Final thoughts on my Sweat review
The Sweat app has some great workouts that are effective but it’s more suitable for intermediate and advanced fitness enthusiasts, not beginners. Clearly, there is no introductory phase that would slowly guide the beginners not to over-train.
Back in the day when I started, if Sweat App would be my first encounter with fitness, I would have given up. What beginners need is a graduate load increase. They must engage the mind and think of the muscles when targeting areas (hence, more suitable for intermediate to advanced level).
The importance of form
I would not be surprised if 9–out-of-10 women who actually use this app are incorrectly carrying out the exercises. Someone might argue that the Sweat app offers written instructions, however, you must spend more time on preparation which decreases the drive. The question is – are we really reading up on every circuit, though? Come on, let’s be honest, no-one has so much time on their hands.
Besides, there’s always the fact that it’s one thing to read about the form and another one to actually feel it while doing it. The resistance workout sessions are strongly form-based so the right form and technique are crucial for decreased injury risks and faster results. That is why I think it’s more suitable for intermediates and advanced levels as they know the form and have the motivation in place.
People prefer to save time and not do something that is optional. Having warm-up available as a choice just gives us one more reason to underestimate and misinterpret the importance of it, therefore ultimately skip it. Warm-ups should never be avoided, especially if you’ve been sitting the whole day.
But after trying out the Sweat App for almost a month and giving a try to every program made my muscles work (no regrets though). It kind of feels that Sweat app is designed for 16 to 25 girls because once completed the workout, you can share selfies, confetti falls from the top, and everything is pink 🙂
- Don’t forget to breathe when doing exercises. You must never hold your breath so inhale when it’s easy and exhale when it’s difficult;
- Don’t do all resistance sessions in a row – in your weekly plan mix them up with cardio;
- Read up on exercises before starting your workout, don’t ignore the form – you’ll see the results much faster.

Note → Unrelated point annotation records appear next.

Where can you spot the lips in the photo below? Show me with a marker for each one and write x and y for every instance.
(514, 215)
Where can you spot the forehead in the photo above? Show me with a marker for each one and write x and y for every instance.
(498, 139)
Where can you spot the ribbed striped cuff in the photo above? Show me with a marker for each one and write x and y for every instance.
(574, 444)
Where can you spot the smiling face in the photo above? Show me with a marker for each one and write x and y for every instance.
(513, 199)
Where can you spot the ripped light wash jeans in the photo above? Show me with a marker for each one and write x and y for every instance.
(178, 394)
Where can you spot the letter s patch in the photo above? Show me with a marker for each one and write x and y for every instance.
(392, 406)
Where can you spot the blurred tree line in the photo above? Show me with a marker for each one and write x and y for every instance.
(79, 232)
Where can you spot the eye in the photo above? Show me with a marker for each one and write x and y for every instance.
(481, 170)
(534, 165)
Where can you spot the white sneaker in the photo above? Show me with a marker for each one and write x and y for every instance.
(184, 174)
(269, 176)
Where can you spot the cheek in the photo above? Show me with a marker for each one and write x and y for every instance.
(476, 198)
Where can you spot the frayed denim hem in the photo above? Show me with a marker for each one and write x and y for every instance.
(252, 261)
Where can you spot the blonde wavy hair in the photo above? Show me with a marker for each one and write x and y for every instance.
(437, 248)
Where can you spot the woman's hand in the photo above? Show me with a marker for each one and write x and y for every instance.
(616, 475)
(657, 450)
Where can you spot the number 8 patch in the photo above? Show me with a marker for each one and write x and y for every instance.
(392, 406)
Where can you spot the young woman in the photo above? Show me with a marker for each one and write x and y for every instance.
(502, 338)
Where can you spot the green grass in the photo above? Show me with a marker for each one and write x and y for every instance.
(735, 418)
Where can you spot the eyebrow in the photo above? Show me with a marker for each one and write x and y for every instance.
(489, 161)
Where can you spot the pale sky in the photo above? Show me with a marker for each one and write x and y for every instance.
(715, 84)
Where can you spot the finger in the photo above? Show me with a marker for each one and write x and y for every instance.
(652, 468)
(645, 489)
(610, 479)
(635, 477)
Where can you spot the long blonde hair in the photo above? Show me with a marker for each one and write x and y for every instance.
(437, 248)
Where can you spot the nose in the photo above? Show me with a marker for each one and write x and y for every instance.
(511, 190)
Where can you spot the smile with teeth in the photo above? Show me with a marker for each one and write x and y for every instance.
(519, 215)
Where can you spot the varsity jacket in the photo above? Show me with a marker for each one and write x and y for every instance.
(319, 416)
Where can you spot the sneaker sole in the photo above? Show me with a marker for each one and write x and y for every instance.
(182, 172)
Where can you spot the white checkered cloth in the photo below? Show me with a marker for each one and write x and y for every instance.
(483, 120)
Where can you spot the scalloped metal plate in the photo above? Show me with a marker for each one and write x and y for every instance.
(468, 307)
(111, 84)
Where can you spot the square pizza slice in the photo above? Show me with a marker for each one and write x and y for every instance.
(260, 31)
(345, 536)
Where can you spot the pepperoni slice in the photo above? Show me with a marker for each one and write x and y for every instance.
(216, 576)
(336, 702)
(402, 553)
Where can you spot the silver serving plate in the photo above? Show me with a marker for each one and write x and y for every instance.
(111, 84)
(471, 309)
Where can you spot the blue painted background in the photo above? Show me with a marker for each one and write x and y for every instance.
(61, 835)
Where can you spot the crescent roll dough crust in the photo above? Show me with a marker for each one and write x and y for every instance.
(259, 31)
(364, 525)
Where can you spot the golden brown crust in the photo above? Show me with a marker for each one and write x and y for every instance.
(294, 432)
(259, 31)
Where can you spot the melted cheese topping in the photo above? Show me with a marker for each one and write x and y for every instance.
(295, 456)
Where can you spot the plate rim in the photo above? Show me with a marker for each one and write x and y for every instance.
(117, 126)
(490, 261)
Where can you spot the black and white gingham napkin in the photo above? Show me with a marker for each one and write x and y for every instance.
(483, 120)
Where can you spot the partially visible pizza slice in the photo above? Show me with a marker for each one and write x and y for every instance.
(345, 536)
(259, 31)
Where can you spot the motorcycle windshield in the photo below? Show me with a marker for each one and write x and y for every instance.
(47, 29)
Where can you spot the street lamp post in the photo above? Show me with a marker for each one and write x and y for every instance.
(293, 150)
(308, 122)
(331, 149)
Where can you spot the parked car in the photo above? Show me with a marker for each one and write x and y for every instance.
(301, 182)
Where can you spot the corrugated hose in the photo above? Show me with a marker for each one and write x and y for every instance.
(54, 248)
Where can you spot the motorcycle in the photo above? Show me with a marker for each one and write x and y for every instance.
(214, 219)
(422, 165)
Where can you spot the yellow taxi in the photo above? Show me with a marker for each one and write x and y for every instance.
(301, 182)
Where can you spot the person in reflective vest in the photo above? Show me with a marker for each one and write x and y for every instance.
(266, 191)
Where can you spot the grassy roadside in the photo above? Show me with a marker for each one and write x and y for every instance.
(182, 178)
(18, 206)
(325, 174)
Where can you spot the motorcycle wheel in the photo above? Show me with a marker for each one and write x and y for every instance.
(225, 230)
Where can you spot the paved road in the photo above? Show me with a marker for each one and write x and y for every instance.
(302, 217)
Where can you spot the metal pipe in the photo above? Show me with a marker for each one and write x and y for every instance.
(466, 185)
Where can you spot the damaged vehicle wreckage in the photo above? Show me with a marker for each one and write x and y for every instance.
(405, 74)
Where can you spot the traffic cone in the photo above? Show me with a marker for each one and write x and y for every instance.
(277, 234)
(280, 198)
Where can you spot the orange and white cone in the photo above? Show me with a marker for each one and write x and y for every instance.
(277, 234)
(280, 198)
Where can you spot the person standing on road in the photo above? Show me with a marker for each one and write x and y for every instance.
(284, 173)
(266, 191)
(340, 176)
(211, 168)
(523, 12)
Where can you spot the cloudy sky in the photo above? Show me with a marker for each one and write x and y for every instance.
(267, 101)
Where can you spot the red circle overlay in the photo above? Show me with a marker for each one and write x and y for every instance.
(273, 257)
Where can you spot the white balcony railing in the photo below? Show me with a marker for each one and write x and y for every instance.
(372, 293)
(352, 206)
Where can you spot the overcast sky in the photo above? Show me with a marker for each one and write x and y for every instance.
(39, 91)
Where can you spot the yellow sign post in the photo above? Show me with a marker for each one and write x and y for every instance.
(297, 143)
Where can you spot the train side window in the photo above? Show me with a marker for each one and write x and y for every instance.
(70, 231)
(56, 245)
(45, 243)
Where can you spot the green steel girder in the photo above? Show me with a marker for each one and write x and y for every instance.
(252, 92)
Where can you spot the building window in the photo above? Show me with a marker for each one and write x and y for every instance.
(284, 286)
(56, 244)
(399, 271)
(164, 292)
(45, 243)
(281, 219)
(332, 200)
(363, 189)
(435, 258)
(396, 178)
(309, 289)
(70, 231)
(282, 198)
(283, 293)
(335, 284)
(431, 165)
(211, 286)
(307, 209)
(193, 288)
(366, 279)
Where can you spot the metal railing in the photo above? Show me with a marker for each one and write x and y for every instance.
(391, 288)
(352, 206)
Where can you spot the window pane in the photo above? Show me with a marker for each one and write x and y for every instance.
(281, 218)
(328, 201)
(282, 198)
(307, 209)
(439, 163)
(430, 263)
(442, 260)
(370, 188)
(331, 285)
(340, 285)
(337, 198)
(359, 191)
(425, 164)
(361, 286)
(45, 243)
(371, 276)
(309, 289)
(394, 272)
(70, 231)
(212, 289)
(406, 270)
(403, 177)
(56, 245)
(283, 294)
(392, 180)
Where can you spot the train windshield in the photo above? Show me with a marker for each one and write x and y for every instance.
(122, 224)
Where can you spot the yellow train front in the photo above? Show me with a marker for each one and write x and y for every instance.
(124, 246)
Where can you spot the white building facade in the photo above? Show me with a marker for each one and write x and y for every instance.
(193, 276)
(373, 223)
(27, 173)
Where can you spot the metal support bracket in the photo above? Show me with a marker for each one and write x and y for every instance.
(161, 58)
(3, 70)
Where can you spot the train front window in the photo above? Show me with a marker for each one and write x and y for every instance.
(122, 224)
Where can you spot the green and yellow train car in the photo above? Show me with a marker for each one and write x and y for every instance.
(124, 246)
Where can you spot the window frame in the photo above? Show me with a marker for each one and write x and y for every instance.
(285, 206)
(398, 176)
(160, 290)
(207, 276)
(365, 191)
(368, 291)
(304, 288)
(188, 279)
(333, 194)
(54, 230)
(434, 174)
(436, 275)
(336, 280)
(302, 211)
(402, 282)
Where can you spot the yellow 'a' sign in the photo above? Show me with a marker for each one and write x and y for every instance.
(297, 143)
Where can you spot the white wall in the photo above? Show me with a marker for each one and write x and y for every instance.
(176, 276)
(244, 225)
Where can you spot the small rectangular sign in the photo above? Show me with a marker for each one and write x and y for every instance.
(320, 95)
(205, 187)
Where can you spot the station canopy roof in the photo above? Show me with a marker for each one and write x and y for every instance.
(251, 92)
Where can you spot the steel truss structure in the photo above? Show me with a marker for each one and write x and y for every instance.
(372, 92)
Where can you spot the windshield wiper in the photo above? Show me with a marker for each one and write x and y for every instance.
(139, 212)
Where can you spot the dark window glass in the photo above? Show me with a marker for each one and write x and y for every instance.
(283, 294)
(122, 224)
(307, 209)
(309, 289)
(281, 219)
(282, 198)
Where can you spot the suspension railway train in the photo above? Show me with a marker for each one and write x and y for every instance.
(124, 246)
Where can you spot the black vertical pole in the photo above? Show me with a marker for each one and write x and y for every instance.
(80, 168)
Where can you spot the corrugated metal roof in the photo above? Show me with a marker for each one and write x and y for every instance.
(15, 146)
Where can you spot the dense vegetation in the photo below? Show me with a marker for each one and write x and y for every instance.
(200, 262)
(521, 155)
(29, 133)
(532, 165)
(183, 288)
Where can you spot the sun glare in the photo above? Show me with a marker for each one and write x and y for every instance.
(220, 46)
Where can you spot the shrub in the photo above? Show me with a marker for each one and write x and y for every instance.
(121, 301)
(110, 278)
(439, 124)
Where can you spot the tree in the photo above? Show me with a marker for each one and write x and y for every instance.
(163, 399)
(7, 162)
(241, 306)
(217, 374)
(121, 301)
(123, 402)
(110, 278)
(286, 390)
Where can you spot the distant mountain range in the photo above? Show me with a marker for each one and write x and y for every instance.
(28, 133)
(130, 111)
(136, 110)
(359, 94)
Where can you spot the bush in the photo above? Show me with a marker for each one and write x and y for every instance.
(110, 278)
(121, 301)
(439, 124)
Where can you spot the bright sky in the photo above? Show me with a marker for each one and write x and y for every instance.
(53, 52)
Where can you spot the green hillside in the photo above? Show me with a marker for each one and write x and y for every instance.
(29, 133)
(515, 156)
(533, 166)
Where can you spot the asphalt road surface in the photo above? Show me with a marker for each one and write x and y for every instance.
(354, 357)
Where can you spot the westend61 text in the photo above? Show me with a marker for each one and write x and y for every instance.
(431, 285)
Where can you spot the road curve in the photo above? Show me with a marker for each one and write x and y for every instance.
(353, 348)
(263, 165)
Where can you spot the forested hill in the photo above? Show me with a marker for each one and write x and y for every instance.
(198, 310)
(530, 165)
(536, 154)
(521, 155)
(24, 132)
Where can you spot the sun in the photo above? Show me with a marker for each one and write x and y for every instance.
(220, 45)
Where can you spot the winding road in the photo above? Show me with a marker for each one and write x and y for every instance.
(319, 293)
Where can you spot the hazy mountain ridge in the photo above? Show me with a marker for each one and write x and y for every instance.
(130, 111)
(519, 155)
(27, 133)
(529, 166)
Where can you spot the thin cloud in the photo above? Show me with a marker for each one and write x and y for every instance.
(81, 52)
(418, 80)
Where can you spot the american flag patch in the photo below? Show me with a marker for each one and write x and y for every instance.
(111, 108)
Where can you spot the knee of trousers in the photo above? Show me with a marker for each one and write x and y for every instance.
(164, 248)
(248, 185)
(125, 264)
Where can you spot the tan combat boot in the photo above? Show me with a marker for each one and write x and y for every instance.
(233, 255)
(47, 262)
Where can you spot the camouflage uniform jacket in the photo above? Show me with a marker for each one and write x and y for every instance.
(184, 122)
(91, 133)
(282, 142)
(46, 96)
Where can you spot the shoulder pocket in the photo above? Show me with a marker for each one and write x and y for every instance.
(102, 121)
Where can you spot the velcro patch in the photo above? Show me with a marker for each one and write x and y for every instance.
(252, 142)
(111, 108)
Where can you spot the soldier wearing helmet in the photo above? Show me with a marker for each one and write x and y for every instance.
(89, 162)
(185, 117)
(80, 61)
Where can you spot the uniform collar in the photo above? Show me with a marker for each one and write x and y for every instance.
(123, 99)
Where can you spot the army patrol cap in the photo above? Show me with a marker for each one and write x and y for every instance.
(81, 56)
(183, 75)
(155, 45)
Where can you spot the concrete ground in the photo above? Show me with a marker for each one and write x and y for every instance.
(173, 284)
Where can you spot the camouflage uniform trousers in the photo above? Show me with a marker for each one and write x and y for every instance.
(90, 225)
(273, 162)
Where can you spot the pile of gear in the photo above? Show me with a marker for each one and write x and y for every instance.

Update: The New BBG Beginner by Kayla Itsines
Sweat app has recently launched its new BBG Beginner program for women to gradually increase strength and get back their overall fitness level.
The program combines low-intensity workouts 3 times a week following the same circuit-structure as the original BBG program. This is great news for beginners as personally, I thought the original BBG was too intensive. For the new BBG Beginner, you’ll need light dumbells and a resistance band (preferably a set of 3, each different in resistance).
I hope you found this Sweat review useful. It was longer than the others but I had a lot to cover with this one.